A few greatest hits: I covered Tunisia's arts scene blooming after the revolution and the first crop of Stanford students building apps to make you less anxious, the irony of which was not lost on me. My Atlantic piece on white privilege in collegiate debate went viral and got adapted into an episode of Radiolab. My San Francisco Chronicle investigation into Medi-Cal exposed an unjust genetic-testing policy, and one year later, the California Senate took up the matter, which is roughly as close as journalism ever gets to a slam dunk.
I've uncovered hidden environmental hazards and exposed the unglamorous underbelly of sustainable food. Yes, I dumpster-dived, attempted permaculture design, and built a compost toilet because why waste fresh water?

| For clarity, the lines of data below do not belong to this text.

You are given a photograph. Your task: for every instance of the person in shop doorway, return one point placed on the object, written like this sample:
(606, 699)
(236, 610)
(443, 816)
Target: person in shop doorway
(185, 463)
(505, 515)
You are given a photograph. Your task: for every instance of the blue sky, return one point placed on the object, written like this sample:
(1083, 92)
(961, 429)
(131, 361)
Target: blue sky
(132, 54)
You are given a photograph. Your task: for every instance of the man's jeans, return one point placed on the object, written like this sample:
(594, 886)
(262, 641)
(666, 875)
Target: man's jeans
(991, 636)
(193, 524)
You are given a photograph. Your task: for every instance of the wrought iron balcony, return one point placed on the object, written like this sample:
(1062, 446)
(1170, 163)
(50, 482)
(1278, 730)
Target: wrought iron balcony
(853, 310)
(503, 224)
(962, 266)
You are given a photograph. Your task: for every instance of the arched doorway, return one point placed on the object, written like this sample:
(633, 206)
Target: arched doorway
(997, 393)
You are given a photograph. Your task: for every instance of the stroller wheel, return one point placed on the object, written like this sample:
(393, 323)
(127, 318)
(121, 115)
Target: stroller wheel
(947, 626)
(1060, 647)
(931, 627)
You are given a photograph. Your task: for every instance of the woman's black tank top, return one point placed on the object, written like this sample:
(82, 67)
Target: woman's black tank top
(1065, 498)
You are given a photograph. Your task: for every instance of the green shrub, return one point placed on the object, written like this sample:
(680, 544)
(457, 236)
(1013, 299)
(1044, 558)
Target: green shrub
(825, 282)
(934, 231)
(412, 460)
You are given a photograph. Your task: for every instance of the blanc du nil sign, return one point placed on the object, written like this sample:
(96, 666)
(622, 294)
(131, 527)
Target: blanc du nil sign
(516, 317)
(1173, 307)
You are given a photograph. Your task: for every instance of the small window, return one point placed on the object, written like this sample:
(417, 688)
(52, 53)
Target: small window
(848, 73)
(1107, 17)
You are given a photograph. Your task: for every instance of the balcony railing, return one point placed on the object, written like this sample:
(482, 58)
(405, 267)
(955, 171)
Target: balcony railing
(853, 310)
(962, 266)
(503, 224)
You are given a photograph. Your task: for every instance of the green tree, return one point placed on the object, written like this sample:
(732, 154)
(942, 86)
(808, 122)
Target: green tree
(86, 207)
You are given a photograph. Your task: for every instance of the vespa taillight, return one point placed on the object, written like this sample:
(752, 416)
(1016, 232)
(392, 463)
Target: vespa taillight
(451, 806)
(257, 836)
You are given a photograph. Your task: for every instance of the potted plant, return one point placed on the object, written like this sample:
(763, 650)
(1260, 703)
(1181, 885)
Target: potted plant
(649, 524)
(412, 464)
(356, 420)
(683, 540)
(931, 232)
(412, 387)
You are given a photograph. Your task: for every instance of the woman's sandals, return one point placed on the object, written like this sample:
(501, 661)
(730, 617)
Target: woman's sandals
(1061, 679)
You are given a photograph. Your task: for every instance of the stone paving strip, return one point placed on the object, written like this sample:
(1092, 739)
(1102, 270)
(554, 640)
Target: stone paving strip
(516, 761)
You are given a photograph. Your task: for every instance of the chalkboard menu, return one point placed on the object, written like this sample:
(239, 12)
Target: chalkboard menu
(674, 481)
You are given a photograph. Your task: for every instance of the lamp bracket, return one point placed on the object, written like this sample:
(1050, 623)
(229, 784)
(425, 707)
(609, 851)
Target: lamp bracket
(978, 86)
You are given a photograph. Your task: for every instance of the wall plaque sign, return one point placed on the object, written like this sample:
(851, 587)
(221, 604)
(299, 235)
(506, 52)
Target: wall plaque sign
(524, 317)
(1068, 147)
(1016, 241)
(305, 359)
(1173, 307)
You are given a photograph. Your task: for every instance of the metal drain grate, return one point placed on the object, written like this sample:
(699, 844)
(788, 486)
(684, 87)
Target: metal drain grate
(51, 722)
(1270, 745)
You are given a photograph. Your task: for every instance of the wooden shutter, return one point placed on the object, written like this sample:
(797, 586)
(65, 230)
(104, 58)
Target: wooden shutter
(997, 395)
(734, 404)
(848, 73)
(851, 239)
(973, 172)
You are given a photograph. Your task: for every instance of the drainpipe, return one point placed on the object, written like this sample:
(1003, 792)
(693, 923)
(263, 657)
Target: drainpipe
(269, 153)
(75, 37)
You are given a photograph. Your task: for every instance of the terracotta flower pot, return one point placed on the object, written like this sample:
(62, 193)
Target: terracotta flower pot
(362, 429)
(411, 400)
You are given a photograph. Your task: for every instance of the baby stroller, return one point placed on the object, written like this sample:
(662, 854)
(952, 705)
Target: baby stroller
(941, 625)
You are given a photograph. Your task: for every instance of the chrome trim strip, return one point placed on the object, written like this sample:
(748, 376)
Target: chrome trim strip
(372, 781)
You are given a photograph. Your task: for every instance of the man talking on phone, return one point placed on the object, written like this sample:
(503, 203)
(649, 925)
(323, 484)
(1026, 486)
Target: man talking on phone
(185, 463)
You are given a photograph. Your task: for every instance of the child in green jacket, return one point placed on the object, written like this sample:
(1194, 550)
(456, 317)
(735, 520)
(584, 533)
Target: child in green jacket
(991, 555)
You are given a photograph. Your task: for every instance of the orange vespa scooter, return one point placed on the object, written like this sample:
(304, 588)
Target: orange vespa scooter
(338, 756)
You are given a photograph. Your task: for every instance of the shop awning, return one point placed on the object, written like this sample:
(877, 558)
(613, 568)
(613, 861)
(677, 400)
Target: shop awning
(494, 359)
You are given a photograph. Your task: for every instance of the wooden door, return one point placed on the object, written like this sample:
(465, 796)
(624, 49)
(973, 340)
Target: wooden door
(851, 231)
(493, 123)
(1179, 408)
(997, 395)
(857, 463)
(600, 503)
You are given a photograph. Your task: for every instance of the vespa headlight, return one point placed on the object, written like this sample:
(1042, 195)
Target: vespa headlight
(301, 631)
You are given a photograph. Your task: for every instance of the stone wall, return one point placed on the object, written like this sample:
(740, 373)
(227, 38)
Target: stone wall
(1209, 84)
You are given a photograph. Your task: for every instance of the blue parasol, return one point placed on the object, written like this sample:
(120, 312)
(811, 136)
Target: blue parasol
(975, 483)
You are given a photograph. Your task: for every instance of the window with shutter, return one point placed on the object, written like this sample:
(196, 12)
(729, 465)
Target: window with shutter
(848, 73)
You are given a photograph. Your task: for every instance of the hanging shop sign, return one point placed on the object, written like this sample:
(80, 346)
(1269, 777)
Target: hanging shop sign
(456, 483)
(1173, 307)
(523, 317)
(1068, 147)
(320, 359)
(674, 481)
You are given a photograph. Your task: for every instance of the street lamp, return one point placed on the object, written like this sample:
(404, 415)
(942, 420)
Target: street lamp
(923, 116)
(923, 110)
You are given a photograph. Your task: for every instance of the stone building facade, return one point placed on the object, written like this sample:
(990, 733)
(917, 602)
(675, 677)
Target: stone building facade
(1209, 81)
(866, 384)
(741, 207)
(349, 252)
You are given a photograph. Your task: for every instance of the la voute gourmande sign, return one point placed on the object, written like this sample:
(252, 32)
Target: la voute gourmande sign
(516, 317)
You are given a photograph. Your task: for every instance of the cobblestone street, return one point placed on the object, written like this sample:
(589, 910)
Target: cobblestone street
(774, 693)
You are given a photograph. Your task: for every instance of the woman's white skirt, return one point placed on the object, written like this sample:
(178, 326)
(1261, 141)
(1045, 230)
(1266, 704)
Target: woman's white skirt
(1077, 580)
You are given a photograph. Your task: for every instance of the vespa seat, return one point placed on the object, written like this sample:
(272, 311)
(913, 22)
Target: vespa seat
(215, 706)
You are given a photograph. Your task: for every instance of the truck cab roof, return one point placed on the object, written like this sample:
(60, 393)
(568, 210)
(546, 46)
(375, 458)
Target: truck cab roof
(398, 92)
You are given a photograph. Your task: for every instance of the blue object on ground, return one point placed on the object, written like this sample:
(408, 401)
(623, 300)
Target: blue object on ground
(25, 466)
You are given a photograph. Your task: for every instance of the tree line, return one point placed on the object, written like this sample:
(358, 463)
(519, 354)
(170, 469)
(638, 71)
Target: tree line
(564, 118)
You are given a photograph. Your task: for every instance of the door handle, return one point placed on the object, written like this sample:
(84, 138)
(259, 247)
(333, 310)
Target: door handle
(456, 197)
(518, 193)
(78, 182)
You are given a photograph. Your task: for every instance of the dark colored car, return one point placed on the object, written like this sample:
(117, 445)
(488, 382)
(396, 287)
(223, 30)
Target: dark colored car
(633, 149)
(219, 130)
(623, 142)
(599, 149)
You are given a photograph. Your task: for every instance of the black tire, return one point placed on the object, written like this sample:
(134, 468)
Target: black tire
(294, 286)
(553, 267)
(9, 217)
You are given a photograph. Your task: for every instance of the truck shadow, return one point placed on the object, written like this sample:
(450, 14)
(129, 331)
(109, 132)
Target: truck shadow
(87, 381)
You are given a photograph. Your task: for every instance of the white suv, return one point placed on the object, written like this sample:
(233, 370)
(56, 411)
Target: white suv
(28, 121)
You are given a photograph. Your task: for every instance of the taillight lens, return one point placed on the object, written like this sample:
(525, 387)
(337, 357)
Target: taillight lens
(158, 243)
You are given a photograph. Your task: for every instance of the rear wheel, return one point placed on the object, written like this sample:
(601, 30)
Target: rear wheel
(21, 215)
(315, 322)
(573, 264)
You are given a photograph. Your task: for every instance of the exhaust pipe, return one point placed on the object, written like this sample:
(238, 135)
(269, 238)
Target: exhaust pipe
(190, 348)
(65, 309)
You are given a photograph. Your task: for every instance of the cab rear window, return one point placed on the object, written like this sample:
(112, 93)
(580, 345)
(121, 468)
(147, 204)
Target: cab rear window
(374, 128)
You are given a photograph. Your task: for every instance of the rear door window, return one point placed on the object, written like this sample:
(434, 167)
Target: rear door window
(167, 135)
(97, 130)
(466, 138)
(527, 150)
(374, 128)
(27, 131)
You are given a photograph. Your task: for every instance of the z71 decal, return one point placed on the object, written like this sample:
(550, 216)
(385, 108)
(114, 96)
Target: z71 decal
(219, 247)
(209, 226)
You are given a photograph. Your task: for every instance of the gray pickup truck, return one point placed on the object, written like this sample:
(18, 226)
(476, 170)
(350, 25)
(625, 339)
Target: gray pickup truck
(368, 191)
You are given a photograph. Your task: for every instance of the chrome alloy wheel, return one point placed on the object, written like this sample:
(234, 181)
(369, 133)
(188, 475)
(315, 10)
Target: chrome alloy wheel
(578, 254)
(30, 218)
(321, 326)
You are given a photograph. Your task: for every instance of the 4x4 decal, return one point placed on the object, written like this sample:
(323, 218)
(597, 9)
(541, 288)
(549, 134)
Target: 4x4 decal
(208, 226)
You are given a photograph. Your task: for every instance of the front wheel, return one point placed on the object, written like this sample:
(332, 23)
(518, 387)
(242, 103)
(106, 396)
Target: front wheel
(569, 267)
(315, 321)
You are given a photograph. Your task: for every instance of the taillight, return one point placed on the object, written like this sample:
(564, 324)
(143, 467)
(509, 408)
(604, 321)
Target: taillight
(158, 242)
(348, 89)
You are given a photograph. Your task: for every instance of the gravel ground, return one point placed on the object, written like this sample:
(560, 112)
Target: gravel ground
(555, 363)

I've also published graphic memoir essays about motherhood, under the working title "Motherwhelmed," in Motherwell, Hip Mama, and Mutha. Literary Mama interviewed me about my creative work in 2017. A handful of other outlets have had things to say.
Extracurriculars
I’m a California Naturalist and taught the statewide certification course to help people connect more deeply to local ecology. I teach retreats and wild movement at LumaVia and wildcrafting and ancestral skills at Wakamatsu Farm. I make Jewish wedding documents (called ketubahs) and paint public murals. I like to pretend I speak French. If I’m not trail-running, I’m dancing. You can see a sample of my creative work here.
Education
Before all of this, I earned a B.A. in sociology and anthropology from Swarthmore College and then pursued a Master’s in cultural anthropology at Yale. No one told me not to acquire another graduate degree in cultural studies from the University of London. I spent seven years prostrate to the higher mind as an adjunct instructor (now I’m free!)
Wild Home
I live on a 20-acre forested homestead in the Sierra Foothills with my partner, two daughters, nine chickens, and five ducks. I also spend a lot of time exploring natural areas and accidentally trespassing while searching for wild edibles. I’ve never achieved work-parenting balance, but I can perform a headstand for 60 seconds.